Glaciers typically form at high altitudes above the snow line, where temperatures are low enough that snow is permanent. The force of gravity carries them down mountainsides, and they are lubricated by melted water at the lowest levels of the glacier; pressure decreases the melting point of ice. Also, glaciers expand when snow falls onto them and freezes into ice. Throughout the course of a day, parts of the glacier that are at the threshold of melting will pick up and move parts of the surrounding earth. In this way, glaciation causes sediment and materials to be relocated; they are frozen to the glacier and deposited elsewhere when the ice melts.
Glaciation is one of the causes of large-scale land alteration. Erosion is the primary example of this; glaciers cause erosion in three ways: plucking, abrasion and freeze-thaw. Glacial plucking occurs when a glacier moves down a slope and the motion of the ice pulls already-fractured rock away. Abrasion is caused by rock attached to a glacier as it moves; the friction between the moving rock and underlying bedrock causes erosion of the bedrock, and this is the way most valleys are created. Freeze-thaw, meanwhile, occurs when melted water seeps into cracks in rock, where falling temperatures cause it to freeze and expand, widening the cracks.

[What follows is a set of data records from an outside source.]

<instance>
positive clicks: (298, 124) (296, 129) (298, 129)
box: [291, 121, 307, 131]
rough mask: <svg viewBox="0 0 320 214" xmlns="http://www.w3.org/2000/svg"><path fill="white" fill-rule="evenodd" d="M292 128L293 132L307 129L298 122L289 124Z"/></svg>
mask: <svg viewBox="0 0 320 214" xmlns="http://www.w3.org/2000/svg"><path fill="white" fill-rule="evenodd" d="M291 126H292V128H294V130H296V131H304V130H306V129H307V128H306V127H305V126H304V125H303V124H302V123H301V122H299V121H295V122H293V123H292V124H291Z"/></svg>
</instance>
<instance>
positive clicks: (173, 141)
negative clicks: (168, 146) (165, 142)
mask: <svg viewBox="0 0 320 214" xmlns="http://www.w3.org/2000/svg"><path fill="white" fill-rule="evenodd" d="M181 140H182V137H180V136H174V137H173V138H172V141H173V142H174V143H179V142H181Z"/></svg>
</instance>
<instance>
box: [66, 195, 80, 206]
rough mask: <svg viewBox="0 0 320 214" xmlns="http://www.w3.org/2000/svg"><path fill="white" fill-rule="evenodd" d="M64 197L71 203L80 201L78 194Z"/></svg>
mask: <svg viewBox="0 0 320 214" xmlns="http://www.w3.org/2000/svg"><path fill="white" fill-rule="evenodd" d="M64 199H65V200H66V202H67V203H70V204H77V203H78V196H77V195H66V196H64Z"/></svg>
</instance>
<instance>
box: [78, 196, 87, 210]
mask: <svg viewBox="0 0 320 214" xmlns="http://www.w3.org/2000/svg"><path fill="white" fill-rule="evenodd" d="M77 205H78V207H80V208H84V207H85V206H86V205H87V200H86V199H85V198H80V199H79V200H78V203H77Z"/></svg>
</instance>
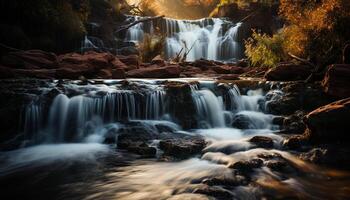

Periods of glaciation occur with the Milankovitch cycles, or the variations in Earth's orbit around the sun over a period of 100,000 years. For example, obliquity, or the angle of the axial tilt, varies between 21.5 and 24.5 degrees, and this alters the amount of heat the polar ice caps receive. A smaller angle means less heat hits the poles and allows glaciers to form, and the reverse is true as well. Eccentricity, caused by the gravitational pull of Jupiter and Saturn, causes Earth's orbit to become more elliptical and therefore farther from the sun, resulting in cooler temperatures. Precession, or the rotation of the Earth's axis, alters the orientation of Earth relative to the sun and other planets.